INTRODUCTION

Green chemistry concerns environmentally friendly construction of novel products and chemical processes [1] while minimizing the usage and generation of hazardous chemicals. Organic solvents are the key factor in environmental pollution, and many of them are carcinogenic and toxic, which makes reactions not requiring the use of organic solvents desirable. Water is an alternative solvent for many chemical reactions; it possesses many valuable properties such as ready avail­ability, chemical stability, nontoxicity, recycl­ability, and easy handling. Moreover, in many reac­tions, water has been shown to significantly enhance the reaction rate in comparison to organic solvents due to hydrogen bonding, hydrophobic effect, high heat capacity, and high cohesive energy density [2].

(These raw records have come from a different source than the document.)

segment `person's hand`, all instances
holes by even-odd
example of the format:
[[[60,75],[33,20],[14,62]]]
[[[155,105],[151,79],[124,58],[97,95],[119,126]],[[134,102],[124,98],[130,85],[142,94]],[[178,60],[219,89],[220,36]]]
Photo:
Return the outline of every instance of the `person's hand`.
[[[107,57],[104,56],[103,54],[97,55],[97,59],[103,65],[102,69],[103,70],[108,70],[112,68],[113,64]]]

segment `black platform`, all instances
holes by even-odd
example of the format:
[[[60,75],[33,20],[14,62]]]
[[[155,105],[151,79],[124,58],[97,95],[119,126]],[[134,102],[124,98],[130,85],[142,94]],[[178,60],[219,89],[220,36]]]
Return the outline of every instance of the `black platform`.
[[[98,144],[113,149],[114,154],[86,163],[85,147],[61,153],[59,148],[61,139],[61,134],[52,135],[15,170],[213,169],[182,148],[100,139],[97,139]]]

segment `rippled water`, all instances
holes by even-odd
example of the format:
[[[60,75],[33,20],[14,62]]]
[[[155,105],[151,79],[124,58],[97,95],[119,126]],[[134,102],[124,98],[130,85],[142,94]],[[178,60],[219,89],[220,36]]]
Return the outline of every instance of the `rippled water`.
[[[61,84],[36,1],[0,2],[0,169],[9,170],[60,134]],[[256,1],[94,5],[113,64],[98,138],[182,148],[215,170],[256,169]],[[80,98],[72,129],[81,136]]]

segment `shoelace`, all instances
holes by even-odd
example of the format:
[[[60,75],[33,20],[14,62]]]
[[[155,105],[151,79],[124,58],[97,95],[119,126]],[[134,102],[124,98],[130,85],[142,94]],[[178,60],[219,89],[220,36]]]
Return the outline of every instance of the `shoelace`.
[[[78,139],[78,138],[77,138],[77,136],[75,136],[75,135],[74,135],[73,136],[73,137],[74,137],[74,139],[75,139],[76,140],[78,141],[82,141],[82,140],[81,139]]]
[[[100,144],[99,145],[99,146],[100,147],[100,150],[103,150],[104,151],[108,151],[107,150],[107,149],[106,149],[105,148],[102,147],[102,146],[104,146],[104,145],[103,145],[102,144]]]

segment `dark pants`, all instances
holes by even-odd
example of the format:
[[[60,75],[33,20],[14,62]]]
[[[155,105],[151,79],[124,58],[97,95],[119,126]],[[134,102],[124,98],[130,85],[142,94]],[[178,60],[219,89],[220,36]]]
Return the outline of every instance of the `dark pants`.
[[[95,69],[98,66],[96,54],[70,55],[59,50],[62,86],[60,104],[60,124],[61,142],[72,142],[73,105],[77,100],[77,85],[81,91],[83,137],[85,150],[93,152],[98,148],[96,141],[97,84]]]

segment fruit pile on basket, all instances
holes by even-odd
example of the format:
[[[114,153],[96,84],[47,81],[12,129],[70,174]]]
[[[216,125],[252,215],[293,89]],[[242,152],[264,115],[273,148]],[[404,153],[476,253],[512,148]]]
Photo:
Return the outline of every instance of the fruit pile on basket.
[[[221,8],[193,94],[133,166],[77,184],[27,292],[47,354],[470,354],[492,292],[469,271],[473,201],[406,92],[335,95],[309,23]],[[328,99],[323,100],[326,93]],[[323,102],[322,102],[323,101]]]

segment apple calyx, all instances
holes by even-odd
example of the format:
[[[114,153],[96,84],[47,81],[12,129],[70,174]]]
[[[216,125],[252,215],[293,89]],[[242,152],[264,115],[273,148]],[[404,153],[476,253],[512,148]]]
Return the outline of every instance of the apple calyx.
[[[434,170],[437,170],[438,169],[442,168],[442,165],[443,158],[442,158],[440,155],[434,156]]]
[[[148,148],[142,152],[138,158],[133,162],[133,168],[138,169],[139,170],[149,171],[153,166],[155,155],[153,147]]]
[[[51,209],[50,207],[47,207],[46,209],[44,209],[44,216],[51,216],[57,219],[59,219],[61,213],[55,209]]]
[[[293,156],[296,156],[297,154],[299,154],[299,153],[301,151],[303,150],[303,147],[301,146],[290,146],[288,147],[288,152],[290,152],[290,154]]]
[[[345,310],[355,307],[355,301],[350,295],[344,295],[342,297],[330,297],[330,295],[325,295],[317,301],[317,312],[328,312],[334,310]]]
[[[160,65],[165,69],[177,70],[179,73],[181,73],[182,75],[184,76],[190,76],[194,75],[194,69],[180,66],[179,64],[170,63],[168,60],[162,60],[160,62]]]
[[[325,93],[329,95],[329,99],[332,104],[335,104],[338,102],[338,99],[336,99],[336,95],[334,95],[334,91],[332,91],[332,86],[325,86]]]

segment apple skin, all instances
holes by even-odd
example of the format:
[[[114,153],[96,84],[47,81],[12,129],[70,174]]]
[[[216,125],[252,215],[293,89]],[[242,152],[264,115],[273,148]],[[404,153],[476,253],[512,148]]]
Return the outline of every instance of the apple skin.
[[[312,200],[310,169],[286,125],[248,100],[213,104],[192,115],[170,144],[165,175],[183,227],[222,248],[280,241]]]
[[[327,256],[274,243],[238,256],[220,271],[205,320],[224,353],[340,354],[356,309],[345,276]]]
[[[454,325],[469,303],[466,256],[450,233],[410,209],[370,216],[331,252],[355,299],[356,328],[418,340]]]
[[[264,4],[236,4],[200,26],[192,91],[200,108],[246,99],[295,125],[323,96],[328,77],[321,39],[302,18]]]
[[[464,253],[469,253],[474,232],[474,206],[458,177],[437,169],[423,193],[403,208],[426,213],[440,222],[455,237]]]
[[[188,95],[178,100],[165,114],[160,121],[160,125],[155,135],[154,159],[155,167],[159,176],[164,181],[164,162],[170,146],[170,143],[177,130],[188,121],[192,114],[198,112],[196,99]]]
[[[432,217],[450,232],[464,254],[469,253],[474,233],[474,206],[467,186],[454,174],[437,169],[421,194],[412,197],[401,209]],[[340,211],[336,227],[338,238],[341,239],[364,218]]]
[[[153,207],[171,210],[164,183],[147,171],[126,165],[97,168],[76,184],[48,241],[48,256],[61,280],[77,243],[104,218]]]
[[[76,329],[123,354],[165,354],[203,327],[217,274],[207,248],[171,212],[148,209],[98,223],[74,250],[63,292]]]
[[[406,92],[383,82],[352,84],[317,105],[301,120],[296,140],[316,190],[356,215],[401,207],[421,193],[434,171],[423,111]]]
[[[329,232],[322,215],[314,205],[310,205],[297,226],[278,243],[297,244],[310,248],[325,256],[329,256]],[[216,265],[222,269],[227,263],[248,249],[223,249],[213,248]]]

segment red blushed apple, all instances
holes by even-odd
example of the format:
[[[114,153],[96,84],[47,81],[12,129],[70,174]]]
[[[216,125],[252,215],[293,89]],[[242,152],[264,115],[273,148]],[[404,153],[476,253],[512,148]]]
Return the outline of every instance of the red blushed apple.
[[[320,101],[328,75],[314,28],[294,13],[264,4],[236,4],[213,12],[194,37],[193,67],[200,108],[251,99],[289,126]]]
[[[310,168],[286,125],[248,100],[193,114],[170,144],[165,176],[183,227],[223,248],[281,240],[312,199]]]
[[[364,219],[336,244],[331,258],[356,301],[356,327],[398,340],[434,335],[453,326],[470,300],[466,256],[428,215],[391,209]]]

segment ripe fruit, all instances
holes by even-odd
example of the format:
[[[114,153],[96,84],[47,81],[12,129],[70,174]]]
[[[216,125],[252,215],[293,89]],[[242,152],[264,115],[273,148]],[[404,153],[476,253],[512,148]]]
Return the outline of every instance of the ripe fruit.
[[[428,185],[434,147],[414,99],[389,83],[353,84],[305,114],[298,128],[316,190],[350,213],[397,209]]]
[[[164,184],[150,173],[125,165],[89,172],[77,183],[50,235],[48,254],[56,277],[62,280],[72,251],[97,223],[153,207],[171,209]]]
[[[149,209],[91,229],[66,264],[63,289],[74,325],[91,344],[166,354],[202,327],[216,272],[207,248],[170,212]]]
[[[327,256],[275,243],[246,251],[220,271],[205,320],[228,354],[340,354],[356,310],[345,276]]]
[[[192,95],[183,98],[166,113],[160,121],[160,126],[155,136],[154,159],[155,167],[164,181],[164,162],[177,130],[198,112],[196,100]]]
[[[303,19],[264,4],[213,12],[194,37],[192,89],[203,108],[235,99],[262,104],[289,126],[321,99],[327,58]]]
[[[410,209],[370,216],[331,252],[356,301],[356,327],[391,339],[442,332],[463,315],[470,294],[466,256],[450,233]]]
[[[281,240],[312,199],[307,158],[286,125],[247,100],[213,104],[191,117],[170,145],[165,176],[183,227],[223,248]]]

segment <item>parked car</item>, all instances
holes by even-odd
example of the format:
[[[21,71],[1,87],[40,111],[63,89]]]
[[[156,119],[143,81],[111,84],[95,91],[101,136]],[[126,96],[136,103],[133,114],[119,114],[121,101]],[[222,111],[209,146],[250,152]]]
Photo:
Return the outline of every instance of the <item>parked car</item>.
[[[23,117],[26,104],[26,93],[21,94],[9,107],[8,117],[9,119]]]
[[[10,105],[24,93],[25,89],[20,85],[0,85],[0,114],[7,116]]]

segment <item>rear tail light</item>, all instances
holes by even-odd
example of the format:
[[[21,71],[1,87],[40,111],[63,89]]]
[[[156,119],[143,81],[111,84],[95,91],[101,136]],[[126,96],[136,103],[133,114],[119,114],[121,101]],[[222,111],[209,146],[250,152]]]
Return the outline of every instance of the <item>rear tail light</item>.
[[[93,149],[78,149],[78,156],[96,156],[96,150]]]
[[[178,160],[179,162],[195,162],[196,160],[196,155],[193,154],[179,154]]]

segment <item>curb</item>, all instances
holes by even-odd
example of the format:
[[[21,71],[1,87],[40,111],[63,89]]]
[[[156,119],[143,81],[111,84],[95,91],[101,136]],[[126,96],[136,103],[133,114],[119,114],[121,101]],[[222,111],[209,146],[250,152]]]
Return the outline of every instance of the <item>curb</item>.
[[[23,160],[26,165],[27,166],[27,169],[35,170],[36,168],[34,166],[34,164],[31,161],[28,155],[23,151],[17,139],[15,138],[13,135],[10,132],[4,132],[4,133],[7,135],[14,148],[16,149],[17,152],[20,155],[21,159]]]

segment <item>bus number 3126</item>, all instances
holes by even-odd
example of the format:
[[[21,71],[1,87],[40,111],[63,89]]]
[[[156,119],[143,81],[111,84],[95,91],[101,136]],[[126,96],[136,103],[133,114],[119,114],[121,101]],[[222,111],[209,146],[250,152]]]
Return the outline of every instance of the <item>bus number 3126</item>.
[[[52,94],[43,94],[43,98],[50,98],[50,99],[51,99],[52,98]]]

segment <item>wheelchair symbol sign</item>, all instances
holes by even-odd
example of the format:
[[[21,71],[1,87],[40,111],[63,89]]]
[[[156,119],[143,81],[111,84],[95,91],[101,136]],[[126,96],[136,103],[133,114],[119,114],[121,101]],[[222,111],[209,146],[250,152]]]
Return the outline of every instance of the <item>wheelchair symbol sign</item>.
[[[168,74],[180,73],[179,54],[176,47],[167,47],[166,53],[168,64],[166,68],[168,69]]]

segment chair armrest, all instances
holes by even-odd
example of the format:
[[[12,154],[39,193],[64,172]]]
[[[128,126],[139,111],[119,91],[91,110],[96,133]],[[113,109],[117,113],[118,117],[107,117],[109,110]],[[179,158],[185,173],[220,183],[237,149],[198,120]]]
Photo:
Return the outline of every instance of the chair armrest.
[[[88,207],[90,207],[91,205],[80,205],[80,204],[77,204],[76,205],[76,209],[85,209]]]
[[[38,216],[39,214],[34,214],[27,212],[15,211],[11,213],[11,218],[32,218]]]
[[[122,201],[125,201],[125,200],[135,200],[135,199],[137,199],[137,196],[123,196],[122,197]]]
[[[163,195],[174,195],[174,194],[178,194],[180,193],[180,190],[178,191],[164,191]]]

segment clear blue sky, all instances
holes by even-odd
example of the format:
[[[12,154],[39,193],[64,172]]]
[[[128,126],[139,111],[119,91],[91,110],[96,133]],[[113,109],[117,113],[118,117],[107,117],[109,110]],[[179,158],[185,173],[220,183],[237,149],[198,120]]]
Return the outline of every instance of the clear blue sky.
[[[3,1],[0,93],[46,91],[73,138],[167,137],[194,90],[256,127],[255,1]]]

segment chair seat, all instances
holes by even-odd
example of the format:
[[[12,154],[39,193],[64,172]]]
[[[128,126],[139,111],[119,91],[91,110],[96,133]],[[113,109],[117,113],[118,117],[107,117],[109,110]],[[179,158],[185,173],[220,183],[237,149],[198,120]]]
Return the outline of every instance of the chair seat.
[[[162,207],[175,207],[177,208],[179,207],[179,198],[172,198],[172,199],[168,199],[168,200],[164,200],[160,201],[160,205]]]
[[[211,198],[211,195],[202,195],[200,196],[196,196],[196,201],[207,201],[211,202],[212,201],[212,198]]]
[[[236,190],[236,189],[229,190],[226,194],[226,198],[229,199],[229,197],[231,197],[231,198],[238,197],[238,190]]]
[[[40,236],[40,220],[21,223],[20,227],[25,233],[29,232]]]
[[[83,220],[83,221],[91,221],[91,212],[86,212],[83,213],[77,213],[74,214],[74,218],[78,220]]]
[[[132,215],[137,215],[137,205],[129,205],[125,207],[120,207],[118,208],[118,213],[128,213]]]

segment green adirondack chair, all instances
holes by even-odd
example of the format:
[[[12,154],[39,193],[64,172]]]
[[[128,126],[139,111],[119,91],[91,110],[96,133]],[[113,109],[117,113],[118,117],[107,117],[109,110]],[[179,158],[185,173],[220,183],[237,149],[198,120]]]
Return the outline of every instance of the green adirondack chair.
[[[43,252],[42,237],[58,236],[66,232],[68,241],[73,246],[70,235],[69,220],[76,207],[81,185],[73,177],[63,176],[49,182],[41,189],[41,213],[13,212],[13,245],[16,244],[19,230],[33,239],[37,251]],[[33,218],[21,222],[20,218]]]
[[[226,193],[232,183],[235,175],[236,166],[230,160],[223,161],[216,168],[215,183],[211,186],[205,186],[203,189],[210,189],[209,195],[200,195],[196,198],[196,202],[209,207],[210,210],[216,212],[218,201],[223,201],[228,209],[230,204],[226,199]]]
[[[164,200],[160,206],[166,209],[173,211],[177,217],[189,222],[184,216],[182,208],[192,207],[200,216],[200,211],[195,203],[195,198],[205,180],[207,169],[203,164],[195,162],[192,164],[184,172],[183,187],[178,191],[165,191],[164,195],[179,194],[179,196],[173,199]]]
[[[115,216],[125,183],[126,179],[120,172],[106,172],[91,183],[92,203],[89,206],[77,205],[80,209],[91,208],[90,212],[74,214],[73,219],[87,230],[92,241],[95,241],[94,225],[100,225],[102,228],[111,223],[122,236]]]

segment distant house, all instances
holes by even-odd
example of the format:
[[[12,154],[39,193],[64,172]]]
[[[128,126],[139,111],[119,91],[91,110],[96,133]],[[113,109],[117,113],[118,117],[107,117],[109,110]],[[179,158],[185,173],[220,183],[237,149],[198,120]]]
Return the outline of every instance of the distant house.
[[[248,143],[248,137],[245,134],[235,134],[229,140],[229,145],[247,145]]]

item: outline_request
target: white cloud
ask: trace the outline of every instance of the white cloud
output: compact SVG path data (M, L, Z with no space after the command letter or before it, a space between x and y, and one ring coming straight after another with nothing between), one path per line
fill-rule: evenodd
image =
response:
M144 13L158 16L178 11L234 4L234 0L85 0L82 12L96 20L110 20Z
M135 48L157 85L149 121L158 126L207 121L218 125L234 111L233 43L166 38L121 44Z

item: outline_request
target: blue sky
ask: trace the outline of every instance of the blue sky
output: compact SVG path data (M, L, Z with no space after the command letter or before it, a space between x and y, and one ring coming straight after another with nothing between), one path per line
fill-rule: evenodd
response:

Quinazolin-4-ones and their derivatives are core structural subunits that exist in a number of bioactive natural products [3]. Quinazolin-4-one derivatives exhibit a broad spectrum of biological and pharma­ceutical activities, including antihypertensive [4], anti­diabetic [5], anti-inflammatory [6], antibacterial [7], anticonvulsant, antitumor [8], central nervous system (CNS), depressant, and diuretic [9] activities. Quinazo­linone moiety is a building block for approximately 150 naturally occurring alkaloids [10] such as glycos­minine, luotonin, and deoxyvasicinone and drugs like methaqualone and piriqualone.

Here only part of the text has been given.